In February 2023, the Department estimated that support for households and businesses will cost £69 billion, of which £16 billion was paid between October and December 2022. 900,000 households only became eligible for the for domestic consumers’ Energy Bills Support Scheme Alternative Funding on 27 February 2023, nearly five months after consumers began receiving discounts on the main scheme. 836,000 households in Northern Ireland only began receiving support with their energy bills from the Energy Bills Support Scheme in January 2023, three months later than in Great Britain.

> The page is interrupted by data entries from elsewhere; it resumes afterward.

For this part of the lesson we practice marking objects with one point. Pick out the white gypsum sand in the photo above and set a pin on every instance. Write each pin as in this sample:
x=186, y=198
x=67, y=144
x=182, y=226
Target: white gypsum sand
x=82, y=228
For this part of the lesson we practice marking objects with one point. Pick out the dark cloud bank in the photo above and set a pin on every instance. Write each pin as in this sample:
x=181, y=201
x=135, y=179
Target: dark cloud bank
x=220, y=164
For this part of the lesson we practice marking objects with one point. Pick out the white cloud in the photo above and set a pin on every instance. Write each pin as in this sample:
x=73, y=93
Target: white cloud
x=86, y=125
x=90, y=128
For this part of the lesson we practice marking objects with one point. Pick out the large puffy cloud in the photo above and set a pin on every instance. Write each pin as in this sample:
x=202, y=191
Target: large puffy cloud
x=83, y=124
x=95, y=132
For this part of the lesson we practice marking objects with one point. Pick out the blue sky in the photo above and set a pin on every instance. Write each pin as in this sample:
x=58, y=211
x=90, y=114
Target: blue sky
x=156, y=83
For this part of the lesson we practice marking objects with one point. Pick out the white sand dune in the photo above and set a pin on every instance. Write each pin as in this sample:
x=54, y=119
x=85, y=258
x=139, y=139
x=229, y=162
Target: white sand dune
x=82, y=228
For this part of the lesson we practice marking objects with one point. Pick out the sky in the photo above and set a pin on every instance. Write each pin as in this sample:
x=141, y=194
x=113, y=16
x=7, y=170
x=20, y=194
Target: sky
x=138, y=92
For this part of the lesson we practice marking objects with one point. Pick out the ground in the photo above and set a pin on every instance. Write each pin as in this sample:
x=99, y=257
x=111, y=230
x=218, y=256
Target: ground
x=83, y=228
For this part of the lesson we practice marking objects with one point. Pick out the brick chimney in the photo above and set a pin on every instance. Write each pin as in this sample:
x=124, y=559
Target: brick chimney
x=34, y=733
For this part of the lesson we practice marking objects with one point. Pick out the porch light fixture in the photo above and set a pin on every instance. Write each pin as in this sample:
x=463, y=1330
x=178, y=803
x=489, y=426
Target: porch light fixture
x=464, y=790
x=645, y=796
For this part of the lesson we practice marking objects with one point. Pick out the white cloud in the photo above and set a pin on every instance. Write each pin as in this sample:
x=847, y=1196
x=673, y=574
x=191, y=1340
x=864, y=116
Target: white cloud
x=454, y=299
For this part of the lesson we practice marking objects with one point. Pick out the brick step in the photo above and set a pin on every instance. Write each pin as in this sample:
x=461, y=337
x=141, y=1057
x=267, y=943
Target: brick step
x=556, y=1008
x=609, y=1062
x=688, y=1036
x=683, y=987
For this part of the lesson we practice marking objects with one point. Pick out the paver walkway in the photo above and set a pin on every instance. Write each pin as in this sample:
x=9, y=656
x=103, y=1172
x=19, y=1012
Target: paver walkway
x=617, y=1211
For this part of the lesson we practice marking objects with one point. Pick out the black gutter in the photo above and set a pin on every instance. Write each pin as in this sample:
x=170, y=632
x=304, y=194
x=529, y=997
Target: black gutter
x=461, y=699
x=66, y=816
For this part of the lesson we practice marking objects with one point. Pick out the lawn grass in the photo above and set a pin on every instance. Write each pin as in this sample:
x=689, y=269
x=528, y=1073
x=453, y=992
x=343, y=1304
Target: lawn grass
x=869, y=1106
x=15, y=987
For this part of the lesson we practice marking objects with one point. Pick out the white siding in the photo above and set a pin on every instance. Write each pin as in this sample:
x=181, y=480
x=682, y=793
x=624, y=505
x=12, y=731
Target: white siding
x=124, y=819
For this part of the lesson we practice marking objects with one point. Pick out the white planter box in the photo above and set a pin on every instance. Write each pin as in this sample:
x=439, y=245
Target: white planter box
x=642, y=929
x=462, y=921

As of February 2023, a quarter of vouchers issued for the Energy Bills Support Scheme for two million households on traditional prepayments meters had still not yet been redeemed: Government should set out what it will do to improve this uptake. The Committee highlights unacceptable practices of suppliers forcing entry into vulnerable customers’ homes to install prepayment meters – a practice which has been banned by Ofgem for British Gas but only suspended in voluntary arrangements with other energy suppliers.
While the Government drew on lessons learnt through COVID support schemes to reduce the risk of fraud and error, DESNZ does not yet know how successful this has been. At an estimated total cost of £69 billion, even relatively low rates would lead to significant taxpayer losses. The Committee says Government should provide estimates of these fraud and error rates, with accompanying mitigations, within 6 months.
When the Committee heard evidence in February, household energy bills were expected to increase by another £775 in 2023/24. The Committee expects an update on plans to ensure energy affordability for next winter, including how it will fix the problems for those most in need, and has serious concerns on the Government’s lack of urgency in addressing the energy market failures that are leading to high energy bills for consumers. The Treasury and DESNZ have also not fully grasped the pressures the non-domestic sector will face after the Energy Bill Relief Scheme ended in March 2023, or the potential risk of insolvencies.
Chair's comments
Dame Meg Hillier MP, Chair of the Committee, said:
“The surge in energy prices has caused serious difficulties and hardship for households across the UK. It is of course welcome to see Government moving quickly to put in place support for both households and businesses to keep the lights on. But many of those who most needed help were kept waiting longest for it. For some households, every day left without support presented impossible choices.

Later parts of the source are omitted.